New Delhi :
CBI was today given the last chance to complete its further probe in two months in a 1984 anti-Sikh riots case in which Congress leader Jagdish Tytler was earlier given a clean chit for his alleged role, with the court saying justice delayed amounted to justice denied.
Additional Chief Metropolitan Magistrate Shivali Sharma pulled up the CBI for not taking proper steps to complete the probe, as directed by the court earlier, and made it clear that if no fruitful results are shown in these two months, the agency’s Superintendent of Police would have to explain.
The court’s direction came when the CBI prosecutor filed a status report of ongoing probe and sought two more months to file the final report.
“I have perused CBI’s status report and the case file. From perusal of the report and case file, it appears proper steps are not being taken to complete the probe as directed by the court earlier. Still in the interest of justice and on the asking of the investigating officer, further two months time is given to complete the probe,” the magistrate said.

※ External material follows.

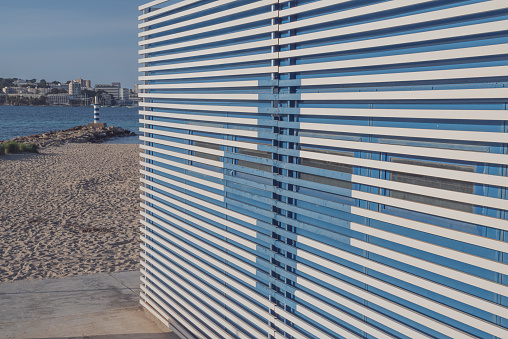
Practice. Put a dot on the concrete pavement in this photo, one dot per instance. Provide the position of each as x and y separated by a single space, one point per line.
98 306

The court made clear in its order that if “no fruitful results” are given even after two months, then the concerned SP of CBI would have to appear before it for an explanation. It also remarked “justice delayed is justice denied and it is a fact,” apparently indicating the delay in the probe.
During the hearing, senior advocate H S Phoolka, who was representing the complainant and riot victim, argued that he has a right to know the status of the probe and said CBI should be asked to give a copy of its communication with the High Commission of Canada regarding some information.

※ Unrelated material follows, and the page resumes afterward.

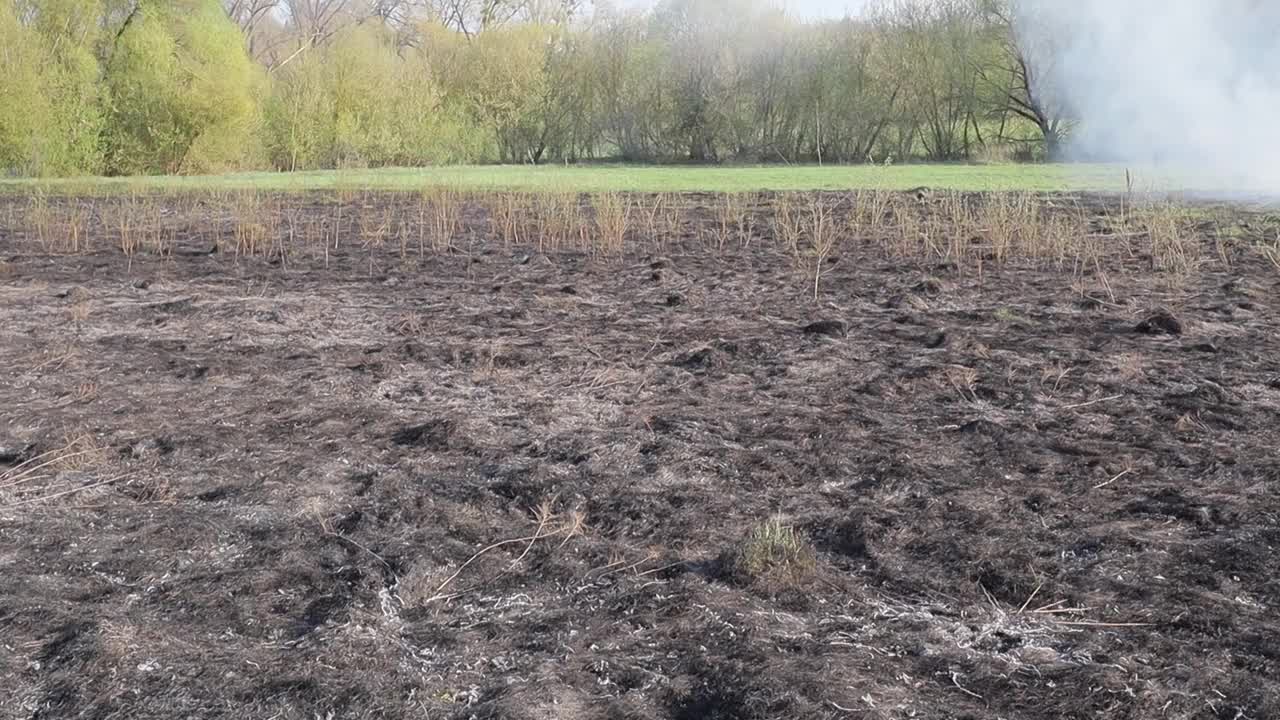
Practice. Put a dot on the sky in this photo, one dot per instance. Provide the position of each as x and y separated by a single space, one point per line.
824 8
804 8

The court, however, said if no fruitful results come out by September 14, the next date of hearing, CBI is directed to give copy of its communication with the Canadian High Commission to complainant Lakhvinder Kaur for her assistance.
During the hearing, the court posed several questions to CBI including when it was going to file the final probe report, what was the problem in giving to the complainant a copy of its letter written to the High Commission of Canada and why it has not given complete available details of one Narinder Singh, son of a key witness against Tytler, to Interpol authorities.
“Why are you (CBI) not giving available Canada address of Narinder Singh to Interpol and Canadian authorities? You are not giving them complete details and you still want Interpol to help you and trace the person for you? How is it possible,” the ACMM asked. During the hearing, the prosecutor said the agency was taking the case seriously and effective steps are being taken.